私は飛んできたボールをキャッチしてルネス君に投げ返す。
オトと野球とテニスの中間みたいなので遊んでくれてる。
同年代の子と遊ぶなんてめったにないから、オトがドはまり。
ずっと一緒に遊んでくれるんだよなぁ、ルネス君。
オトの外見もまったく気にしてないし。
……いい子。
ゼップさんには似てないんだよね。
お母さん似なのかな? 線が細い。
「なんかさ、クルスって運動神経いいよな」
「そんな意外そうな顔する? 魔術師差別かぁ?
あなたを助けたのは誰だと思ってるの」
「おじさん、フィロ、クルスはそん次かな」
「犬の次かよ……。
中学のときはミニバスケにバレーにバド、
合唱部にまで助っ人に呼ばれたんだけどな……」
「いっこもわからん。すごいの?」
「天才という言葉は私のためにあった」
「ふぅん……」
すんごい疑いの目。
いい子なんだけど口と性格がちょっと悪い。
「ニブいからって、全部が全部ニブいわけじゃないんだな」
「ニブい?」
こんガキャ、あきれ顔でため息だと?
そういうのうちの子に覚えさせないでよね。
え? ちょっと待って誰、あの子?
全力で素振りしてる姿が可愛すぎない?
ってなんだやっぱりオトか。
あの子ばっかり可愛くして神様なに考えてるんだろ。
「クルス、また薬を飲み忘れてるぞ」
「ああ、ゼップさん、おかえり。
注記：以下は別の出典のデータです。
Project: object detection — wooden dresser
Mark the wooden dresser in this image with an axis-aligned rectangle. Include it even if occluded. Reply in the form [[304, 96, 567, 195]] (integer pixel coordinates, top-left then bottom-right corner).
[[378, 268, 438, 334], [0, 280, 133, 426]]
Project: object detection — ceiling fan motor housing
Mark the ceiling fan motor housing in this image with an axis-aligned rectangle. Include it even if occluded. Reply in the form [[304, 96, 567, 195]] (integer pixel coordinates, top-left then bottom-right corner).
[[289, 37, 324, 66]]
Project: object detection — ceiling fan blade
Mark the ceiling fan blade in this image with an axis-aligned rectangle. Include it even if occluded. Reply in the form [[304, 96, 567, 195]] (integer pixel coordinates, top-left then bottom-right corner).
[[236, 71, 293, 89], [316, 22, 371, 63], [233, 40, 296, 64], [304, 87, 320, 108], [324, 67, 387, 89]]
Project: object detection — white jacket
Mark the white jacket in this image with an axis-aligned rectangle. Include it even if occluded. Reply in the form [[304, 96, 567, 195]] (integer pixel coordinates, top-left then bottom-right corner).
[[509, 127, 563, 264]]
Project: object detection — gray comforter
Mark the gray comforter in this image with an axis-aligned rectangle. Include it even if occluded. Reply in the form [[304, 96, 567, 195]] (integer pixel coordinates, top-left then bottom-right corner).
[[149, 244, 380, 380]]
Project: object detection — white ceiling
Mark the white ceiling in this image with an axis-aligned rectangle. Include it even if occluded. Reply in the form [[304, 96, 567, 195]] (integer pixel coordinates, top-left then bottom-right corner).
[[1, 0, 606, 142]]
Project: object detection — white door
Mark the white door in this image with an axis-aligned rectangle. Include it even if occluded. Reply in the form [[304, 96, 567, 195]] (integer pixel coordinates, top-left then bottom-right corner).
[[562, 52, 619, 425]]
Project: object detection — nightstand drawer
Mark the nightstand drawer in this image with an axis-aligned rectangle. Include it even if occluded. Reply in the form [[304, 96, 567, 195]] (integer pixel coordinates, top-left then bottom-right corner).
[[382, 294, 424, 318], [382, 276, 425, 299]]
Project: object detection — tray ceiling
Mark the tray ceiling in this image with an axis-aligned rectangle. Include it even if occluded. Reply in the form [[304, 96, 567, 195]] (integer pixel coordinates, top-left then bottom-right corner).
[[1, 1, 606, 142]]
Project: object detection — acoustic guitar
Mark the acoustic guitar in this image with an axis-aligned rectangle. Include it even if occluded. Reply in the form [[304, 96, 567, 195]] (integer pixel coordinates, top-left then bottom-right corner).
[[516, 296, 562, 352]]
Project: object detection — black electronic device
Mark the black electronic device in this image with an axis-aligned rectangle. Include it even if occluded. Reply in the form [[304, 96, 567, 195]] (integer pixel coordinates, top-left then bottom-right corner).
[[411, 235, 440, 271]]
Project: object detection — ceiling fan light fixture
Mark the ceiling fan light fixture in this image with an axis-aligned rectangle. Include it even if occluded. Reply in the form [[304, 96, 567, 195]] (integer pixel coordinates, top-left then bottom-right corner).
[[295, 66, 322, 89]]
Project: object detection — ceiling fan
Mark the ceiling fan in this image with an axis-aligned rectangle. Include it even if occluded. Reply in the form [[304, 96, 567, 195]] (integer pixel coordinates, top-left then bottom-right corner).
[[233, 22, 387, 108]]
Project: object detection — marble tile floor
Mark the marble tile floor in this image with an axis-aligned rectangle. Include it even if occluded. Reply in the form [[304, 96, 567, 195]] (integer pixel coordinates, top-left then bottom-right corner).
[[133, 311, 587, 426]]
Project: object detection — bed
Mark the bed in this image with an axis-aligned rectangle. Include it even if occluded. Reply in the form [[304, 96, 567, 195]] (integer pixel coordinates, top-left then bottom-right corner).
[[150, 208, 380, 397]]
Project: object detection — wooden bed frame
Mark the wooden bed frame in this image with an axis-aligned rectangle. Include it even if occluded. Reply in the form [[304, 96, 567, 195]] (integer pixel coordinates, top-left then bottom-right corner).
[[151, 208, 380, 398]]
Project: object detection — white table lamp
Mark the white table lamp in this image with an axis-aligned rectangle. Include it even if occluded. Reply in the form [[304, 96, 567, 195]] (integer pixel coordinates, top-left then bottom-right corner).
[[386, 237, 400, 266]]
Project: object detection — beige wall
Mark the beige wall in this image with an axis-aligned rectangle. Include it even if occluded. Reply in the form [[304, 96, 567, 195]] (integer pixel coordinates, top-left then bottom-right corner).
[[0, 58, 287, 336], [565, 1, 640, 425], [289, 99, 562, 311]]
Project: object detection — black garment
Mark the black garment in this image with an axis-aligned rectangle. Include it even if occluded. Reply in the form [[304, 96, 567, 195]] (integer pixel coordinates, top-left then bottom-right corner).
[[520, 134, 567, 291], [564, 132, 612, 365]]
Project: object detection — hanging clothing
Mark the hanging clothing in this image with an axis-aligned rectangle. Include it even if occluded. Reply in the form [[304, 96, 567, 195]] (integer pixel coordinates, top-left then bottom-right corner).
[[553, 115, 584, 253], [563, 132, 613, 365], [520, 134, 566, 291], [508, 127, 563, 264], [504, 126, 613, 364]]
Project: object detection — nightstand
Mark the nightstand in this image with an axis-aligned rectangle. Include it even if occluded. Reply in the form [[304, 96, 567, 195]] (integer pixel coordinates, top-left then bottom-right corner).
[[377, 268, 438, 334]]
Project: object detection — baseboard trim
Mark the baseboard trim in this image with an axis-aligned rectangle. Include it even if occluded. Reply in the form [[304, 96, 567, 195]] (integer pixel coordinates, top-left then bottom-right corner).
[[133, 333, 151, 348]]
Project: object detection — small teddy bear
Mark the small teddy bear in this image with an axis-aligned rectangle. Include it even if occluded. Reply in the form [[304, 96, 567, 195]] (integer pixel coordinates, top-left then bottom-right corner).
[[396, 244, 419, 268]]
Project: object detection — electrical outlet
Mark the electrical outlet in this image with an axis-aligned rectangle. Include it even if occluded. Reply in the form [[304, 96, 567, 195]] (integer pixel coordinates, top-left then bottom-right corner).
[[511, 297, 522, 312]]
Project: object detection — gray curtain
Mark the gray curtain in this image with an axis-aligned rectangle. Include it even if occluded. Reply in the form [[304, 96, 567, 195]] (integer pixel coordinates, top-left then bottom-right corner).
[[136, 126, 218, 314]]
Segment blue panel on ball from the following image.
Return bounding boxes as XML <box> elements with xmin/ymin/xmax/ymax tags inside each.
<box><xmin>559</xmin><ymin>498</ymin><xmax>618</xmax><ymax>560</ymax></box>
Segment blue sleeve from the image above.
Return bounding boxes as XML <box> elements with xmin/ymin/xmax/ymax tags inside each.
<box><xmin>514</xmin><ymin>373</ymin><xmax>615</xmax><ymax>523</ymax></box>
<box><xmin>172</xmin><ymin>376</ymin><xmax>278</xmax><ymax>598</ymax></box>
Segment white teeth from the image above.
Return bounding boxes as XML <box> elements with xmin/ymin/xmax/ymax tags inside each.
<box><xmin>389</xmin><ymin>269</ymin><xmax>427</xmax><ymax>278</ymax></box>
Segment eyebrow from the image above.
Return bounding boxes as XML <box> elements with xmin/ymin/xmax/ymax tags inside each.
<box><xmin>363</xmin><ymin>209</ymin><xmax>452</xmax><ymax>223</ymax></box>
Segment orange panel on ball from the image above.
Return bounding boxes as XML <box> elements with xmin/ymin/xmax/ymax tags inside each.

豚さんたちはどうだった?」
「森が静かになったおかげでよく食ってる。
それよりほら、薬」
「あ、そうだ、破れた靴と服出しておいて。
まとめて繕っておくから。
それから、えっとぉ、このへんに綺麗な水の──」
「薬だ」
「……それ、苦いんだもん」
「オトが同じ理由で薬を飲まなかったら、クルスはどうする?」
「叱る」
「俺も叱ったほうがいいか?」
受け取るしかなかった。
お金出してもらってるのに飲まないのも申し訳ないんだけど、
これ苦すぎ。
気持ち悪くなるくらい苦い。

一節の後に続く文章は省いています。